How to check a part of string with regex pattern in python

Question

I want to check if a string contains some part that matches a given regex pattern. My regex is to check for the presence of an IP address, it goes like this

regex = '''^(25[0-5]|2[0-4][0-9]|[0-1]?[0-9][0-9]?)\.( 
            25[0-5]|2[0-4][0-9]|[0-1]?[0-9][0-9]?)\.( 
            25[0-5]|2[0-4][0-9]|[0-1]?[0-9][0-9]?)\.( 
            25[0-5]|2[0-4][0-9]|[0-1]?[0-9][0-9]?)$'''

I want to check if a string like this contains an IP address in it

url_string = "http://110.234.52.124/paypal.ca/index.html"

since it has an IP address, I want to detect that, how can I do that?

Answer 1

import re

regex = "(25[0-5]|2[0-4][0-9]|[0-1]?[0-9][0-9]?)\.( \
            25[0-5]|2[0-4][0-9]|[0-1]?[0-9][0-9]?)\.( \
            25[0-5]|2[0-4][0-9]|[0-1]?[0-9][0-9]?)\.( \
            25[0-5]|2[0-4][0-9]|[0-1]?[0-9][0-9]?)"

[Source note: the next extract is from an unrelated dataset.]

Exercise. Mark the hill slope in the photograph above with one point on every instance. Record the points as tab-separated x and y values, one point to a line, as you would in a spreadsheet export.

result = re.search(regex, "http://110.234.52.124/paypal.com")

you just need remove ^ and $ and call this function if result is None that means not found

Answer 2

There are at least two issues with the regex:

• It contains whitespace that is used as formatting whitespace, a re.X or re.VERBOSE options are required for it to work
• There are ^ and $ anchors here that require a full string match. You probably want to use word boundaries, \b instead
• If you add word boundaries, the regular string literal will require doubling backslashes, but if you add a r prefix and make it a raw string literal, you can just use \b
• If there are other dot-separated number strings that are not IPs and need filtering out, you need (?<!\d)(?<!\d\.) at the start instead of ^ and (?!\.?\d) at the end instead of $.

You can use

import re

regex = r'''\b(25[0-5]|2[0-4][0-9]|[0-1]?[0-9][0-9]?)\.( 
            25[0-5]|2[0-4][0-9]|[0-1]?[0-9][0-9]?)\.( 
            25[0-5]|2[0-4][0-9]|[0-1]?[0-9][0-9]?)\.( 
            25[0-5]|2[0-4][0-9]|[0-1]?[0-9][0-9]?)\b'''
url_string = "http://110.234.52.124/paypal.ca/index.html"
print( bool(re.search(regex, url_string, re.X)) )
# => True

See the Python demo

However, you may define an octet pattern as a variable, and build a pattern dynamically removing the need to use re.X and that long pattern:

import re
o = r'(?:25[0-5]|2[0-4][0-9]|[0-1]?[0-9][0-9]?)'
regex = fr'\b{o}(?:\.{o}){{3}}\b'
# OR regex = fr'(?<!\d)(?<!\d\.){o}(?:\.{o}){{3}}(?!\.?\d)'
url_string = "http://110.234.52.124/paypal.ca/index.html"
print( bool(re.search(regex, url_string, re.X)) )
# => True

See the Python demo. Note the double braces around the {{3}} (in an f-string, literal braces are defined with double braces).